If ye love wealth better than liberty, the tranquility of servitude than the animated contest of freedom, go from us in peace. We ask not your counsels or arms. Crouch down and lick the hands which feed you. May your chains sit lightly upon you, and may posterity forget that you were our countrymen!

Offline midnight Target

  • Plutonium Member
  • *******
  • Posts: 15114
chairboy...ACLU
« Reply #124 on: September 22, 2005, 12:09:29 PM »
Quote
Originally posted by Charon
edit: not worth it anymore


Does this mean I win the internet?
:D










Nevermind... I'm going out shooting.

Offline GtoRA2

  • Persona Non Grata
  • Plutonium Member
  • *******
  • Posts: 8339
chairboy...ACLU
« Reply #125 on: September 22, 2005, 12:13:48 PM »
Quote
Originally posted by SaburoS
How'd it go with the double barrel sawed off?
Was it as accurate?
Aimed fire?

Now because you've fired some shotguns, doesn't make you an expert if you've not fired a sawed off double barrel.

And yes, you'd be coming out of left field if you haven't.

And if you live in the SF bay area, let me know the next time you're going shooting. I'd like to see nicely grouped shot pattern from a short barrel, unchoked, shot off the hip @10yards.

We're not talking bird hunting. We're talking lethal shot grouping capable of stopping an enemy.

Then we'll compare it to my SigSauer P220-45 and L1a1 (with it's 16.25" Congo front end).
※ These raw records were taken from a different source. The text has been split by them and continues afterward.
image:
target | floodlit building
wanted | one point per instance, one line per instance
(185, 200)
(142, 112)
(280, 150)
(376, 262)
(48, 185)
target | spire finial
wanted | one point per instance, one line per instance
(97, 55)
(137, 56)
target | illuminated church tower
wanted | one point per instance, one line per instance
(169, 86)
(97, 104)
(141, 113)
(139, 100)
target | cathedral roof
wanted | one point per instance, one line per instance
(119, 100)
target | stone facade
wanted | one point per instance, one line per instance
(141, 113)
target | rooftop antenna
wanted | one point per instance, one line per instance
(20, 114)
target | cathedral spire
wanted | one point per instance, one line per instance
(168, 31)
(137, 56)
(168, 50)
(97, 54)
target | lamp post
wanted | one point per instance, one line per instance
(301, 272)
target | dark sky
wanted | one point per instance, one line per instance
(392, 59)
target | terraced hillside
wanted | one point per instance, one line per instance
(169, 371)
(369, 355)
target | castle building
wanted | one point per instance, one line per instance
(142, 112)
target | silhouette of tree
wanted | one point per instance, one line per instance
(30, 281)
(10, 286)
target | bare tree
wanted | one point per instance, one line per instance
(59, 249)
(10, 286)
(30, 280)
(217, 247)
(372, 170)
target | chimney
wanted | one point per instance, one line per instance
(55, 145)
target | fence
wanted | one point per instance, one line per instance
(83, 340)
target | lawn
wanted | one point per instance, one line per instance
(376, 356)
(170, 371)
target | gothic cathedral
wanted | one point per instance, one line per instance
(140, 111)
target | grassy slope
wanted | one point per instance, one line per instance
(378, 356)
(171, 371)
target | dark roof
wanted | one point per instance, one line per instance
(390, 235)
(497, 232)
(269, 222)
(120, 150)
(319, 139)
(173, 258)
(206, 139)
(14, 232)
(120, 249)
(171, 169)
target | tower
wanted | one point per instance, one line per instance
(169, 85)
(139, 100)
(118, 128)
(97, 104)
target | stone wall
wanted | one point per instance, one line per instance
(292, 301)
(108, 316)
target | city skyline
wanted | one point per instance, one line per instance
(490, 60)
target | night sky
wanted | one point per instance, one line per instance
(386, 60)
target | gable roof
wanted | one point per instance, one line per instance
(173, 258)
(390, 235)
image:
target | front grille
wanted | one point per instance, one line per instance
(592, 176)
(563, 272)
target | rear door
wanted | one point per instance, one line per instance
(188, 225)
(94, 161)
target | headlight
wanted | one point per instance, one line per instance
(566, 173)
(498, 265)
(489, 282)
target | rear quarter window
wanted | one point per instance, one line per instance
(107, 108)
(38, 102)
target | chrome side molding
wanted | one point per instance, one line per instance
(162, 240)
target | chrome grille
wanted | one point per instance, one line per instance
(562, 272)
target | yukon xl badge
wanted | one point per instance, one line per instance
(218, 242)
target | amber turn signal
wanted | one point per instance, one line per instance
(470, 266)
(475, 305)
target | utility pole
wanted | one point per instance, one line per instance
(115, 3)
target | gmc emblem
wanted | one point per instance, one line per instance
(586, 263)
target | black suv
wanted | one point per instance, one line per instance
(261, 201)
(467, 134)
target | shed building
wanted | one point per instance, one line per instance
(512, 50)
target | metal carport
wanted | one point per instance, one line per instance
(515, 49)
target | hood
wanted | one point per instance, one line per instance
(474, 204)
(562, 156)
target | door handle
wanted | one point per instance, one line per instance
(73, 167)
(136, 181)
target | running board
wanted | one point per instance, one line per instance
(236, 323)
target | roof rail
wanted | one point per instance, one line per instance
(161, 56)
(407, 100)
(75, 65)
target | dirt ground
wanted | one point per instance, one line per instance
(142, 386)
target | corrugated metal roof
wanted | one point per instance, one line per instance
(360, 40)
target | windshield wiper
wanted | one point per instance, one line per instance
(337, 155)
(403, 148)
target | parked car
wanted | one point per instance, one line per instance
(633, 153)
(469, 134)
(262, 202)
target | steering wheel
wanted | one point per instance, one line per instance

We'll set up multiple targets/distances.

Show me how a bouble barreled sawed off is better.



So Sub, when we going shooting! I wana shoot an L1A1!

=D

Offline rshubert

  • Silver Member
  • ****
  • Posts: 1462
chairboy...ACLU
« Reply #126 on: September 22, 2005, 12:27:14 PM »
Quote
Originally posted by SaburoS
How'd it go with the double barrel sawed off?
Was it as accurate?
Aimed fire?

Now because you've fired some shotguns, doesn't make you an expert if you've not fired a sawed off double barrel.

And yes, you'd be coming out of left field if you haven't.

And if you live in the SF bay area, let me know the next time you're going shooting. I'd like to see nicely grouped shot pattern from a short barrel, unchoked, shot off the hip @10yards.

We're not talking bird hunting. We're talking lethal shot grouping capable of stopping an enemy.

Then we'll compare it to my SigSauer P220-45 and L1a1 (with it's 16.25" Congo front end).

We'll set up multiple targets/distances.

Show me how a bouble barreled sawed off is better.


Saburo, I would GLADLY put my 18" double barreled "sawed off"(crescent arms 1910, btw) 12 guage up against your L1A1 at 10 yards, and I would not feel under-armed in any way.  Get yourself one of those russian-made coach guns, pull the bead off the front of the rib, and learn to point shoot.

At 50 yards, you'd win, probably. At 25, who knows?  A shotgun is an ideal CLOSE IN weapon.

Offline SaburoS

  • Gold Member
  • *****
  • Posts: 2986
chairboy...ACLU
« Reply #127 on: September 22, 2005, 01:15:28 PM »
Quote
Originally posted by rshubert
Saburo, I would GLADLY put my 18" double barreled "sawed off"(crescent arms 1910, btw) 12 guage up against your L1A1 at 10 yards, and I would not feel under-armed in any way.  Get yourself one of those russian-made coach guns, pull the bead off the front of the rib, and learn to point shoot.

At 50 yards, you'd win, probably. At 25, who knows?  A shotgun is an ideal CLOSE IN weapon.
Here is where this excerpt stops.